La odisea de la soldadesca romana cubre huecos que detectamos hasta en China con los hallazgos arqueológicos que verificaron un asentamiento romano en Oriente. Saltamos un siglo y cambiamos fenicios por persas. Carras, Craso, imitaciones de Alejandro Magno y el hedor del 53 a.C. y su firma de un devenir funesto, con duelos fraticidas a la vuelta de la esquina. Los diez mil fracasados que cedieron sus águilas a los partos son víctimas de una amnesia de dolor, ficticios prisioneros que darán con sus huesos en los confines de la dinastía Han. ¿Cómo alcanzaron tan anómala meta? ¿Vagaron encadenados hasta su bendito ostracismo? ¿Montaron su campamento desde la servidumbre? ¿Fueron conscientes de estar en sus antípodas?

Cuatro centurias después otra efeméride nos aproxima al quid de la cuestión. Corría el año 361 de nuestra era y Juliano el Apóstata había osado aceptar la púrpura en París, lo que violaba el incontestable trono de su primo Constancio, célebre por ser el más visible por su invisibilidad. Visitó la Urbe en una sola ocasión y se mantuvo hierático a lo largo de su desfile para no desmerecer su fama. Ahora el mequetrefe pagano, el barbudo hereje le obligaba a concentrar a la flor y nata de su ejército, menos curtido que el de su oponente, para dilucidar en alguna geografía europea con tintes asiáticos la suerte del cetro.




Clío no quiso escribir la página del envite. Constancio falleció en el camino justo cuando Juliano se maravillaba al toparse con un villorrio donde los aldeanos afirmaban sin atisbo de duda que el Emperador no era otro que Augusto, fenecido trescientos treinta y siete años antes, en el 14 después de Cristo. La parálisis cronológica obedecía al estatismo de las manecillas, que aún vislumbrábamos en los noventa con el anuncio de ¿Y el Madrid,ha ganado la copa de Europa? La montaña, la desconexión y la velocidad en saber las cosas. Campanas en la Edad Media. Locomotoras decimonónicas. Telegramas del Novecientos y correos electrónicos en la actualidad. Siempre he deseado creer que hay zonas del globo que nunca hemos pisado, residuos sagrados de la ignorancia, pero ése no es la vía que quiero tomar. Una hipotética reflexión de estas líneas derivaría en un discurso literario sobre si los agujeros que nos brinda la Historia se deben rellenar con ficción en la novela. Cada uno puede hacer lo que le parezca. En prosa falsear es, por mucho arte que contenga, lo más o menos verificable es un atentando. La poesía puede permitírselo por su lirismo, que da barra libre para fantasear y rescatar episodios que no figuran en pergaminos del desierto.
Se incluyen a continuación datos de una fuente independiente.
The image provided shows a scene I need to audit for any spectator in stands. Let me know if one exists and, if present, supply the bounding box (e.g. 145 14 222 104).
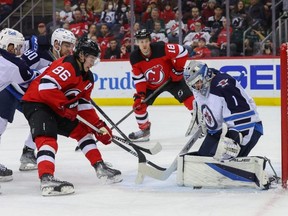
182 1 197 24
262 40 273 56
162 1 175 24
70 8 88 38
36 21 50 50
231 0 248 56
192 38 211 59
146 8 165 32
244 23 266 56
142 1 160 24
208 18 236 56
46 11 63 34
206 6 225 36
0 0 13 23
85 24 97 39
97 23 114 59
202 0 216 23
104 38 121 59
120 38 131 59
183 22 211 57
100 0 116 29
151 20 168 43
187 7 204 31
247 0 267 28
60 0 73 23
79 0 94 25
166 10 187 43
283 1 288 18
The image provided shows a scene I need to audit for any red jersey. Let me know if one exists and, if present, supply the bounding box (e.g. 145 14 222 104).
130 42 188 93
22 55 99 123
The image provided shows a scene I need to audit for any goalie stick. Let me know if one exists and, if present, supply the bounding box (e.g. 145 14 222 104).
137 126 202 183
76 115 162 155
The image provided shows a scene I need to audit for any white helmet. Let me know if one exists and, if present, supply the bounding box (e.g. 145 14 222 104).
184 60 212 97
0 28 25 51
51 28 76 47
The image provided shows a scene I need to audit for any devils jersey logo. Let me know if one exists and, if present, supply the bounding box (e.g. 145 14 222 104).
144 65 164 85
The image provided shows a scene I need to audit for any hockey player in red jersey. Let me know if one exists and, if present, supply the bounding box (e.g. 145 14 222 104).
129 29 194 141
22 39 122 196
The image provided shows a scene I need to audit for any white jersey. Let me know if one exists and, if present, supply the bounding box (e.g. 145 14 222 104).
0 49 35 91
192 72 263 145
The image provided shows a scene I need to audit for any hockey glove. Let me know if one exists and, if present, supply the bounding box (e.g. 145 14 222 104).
133 92 147 111
213 123 242 161
95 120 112 145
170 69 183 82
61 100 78 121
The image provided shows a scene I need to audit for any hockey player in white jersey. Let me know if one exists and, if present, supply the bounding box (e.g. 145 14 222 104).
184 61 263 161
0 28 36 181
0 28 76 179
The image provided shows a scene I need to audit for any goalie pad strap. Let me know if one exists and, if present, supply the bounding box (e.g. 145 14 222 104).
177 154 270 189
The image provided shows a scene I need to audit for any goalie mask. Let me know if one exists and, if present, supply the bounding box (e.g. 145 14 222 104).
0 28 25 55
184 61 212 97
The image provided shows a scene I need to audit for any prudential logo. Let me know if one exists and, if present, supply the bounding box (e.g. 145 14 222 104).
93 72 135 90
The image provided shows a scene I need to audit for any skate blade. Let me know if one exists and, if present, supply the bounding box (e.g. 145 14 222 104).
41 186 75 196
99 175 123 184
0 175 13 182
130 136 150 142
19 163 38 171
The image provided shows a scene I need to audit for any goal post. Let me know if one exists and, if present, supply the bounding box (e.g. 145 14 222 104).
280 42 288 188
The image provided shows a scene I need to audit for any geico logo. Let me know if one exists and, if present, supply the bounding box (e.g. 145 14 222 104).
220 64 280 90
93 72 135 90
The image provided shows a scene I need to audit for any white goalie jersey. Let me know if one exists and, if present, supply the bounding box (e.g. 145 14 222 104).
192 72 263 145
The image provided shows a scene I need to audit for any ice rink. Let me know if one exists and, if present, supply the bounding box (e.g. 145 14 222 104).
0 104 288 216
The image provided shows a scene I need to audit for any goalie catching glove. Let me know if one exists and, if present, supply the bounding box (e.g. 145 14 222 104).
170 69 184 82
213 123 242 161
94 120 112 145
133 92 147 111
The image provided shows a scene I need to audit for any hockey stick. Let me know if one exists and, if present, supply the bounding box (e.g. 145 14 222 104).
76 115 162 155
110 78 171 126
91 101 162 154
138 127 201 183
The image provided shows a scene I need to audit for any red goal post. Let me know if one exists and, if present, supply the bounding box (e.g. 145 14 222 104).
280 42 288 188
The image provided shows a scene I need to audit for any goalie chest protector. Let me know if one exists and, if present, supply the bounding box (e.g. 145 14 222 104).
177 153 269 189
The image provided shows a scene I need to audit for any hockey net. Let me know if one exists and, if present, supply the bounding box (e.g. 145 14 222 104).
280 42 288 188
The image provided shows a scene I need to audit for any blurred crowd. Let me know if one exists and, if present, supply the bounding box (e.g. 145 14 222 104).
1 0 288 59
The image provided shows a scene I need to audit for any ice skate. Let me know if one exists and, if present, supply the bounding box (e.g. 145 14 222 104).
19 146 37 171
0 164 13 182
93 161 123 184
128 122 151 142
40 174 75 196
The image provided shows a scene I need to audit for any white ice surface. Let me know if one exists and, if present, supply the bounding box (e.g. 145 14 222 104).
0 106 288 216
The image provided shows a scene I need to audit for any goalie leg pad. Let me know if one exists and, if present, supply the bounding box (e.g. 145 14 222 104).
177 154 270 189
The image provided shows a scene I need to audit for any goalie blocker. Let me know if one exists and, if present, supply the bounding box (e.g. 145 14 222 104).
177 153 270 189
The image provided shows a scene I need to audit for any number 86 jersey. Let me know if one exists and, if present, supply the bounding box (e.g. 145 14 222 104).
22 55 94 116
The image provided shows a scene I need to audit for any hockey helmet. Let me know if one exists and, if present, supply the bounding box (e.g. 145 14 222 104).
75 37 101 58
51 28 76 46
0 28 25 53
135 29 151 40
184 61 212 97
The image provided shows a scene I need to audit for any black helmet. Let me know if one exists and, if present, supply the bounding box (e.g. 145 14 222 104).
75 37 101 58
135 29 151 40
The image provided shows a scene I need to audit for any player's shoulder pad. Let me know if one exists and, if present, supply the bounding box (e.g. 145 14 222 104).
210 70 236 95
0 49 28 69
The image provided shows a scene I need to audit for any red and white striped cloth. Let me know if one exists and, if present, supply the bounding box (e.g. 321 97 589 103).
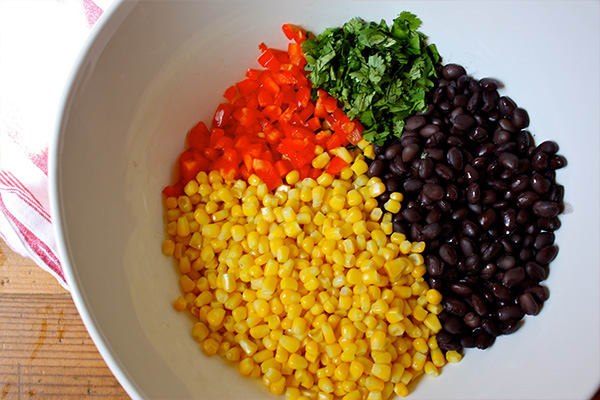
0 0 110 289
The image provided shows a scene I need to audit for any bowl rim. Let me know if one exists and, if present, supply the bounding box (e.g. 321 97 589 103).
48 0 144 399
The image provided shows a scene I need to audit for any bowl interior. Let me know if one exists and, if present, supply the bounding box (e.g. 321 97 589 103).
51 0 600 399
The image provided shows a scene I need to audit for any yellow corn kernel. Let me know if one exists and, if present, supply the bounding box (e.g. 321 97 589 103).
311 152 331 169
202 337 219 356
317 173 333 187
206 308 225 327
423 313 442 333
394 382 408 397
285 170 300 185
177 216 190 237
446 350 462 364
371 364 392 381
412 304 429 322
426 289 442 304
431 349 446 368
350 159 369 175
412 338 429 353
383 199 401 214
424 361 440 376
161 239 175 257
288 353 308 369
En las biografías echo de menos una narración que consiga dar con la tecla de una espontaneidad que no se aferre a la obra. Sí, hay amores y encontronazos, pero la frialdad prevalece, como si olvidáramos a Virgilio preparándose para la siesta junto a su inseparable Horacio o a T.S. Eliot dialogando con Groucho Marx, como si lo científico despreciara la chispa. Tal crítica es contradictoria en nuestra época, donde lo sintético predomina y lo breve se mide desde el ahorro temporal. Pecadores, dinamiteros de fast food. Al fin y al cabo la gran frustración es soñar despierto con la totalidad, paradoja que me mantiene con la esperanza de captar pedacitos que no hagan fútil la condena de los segundos.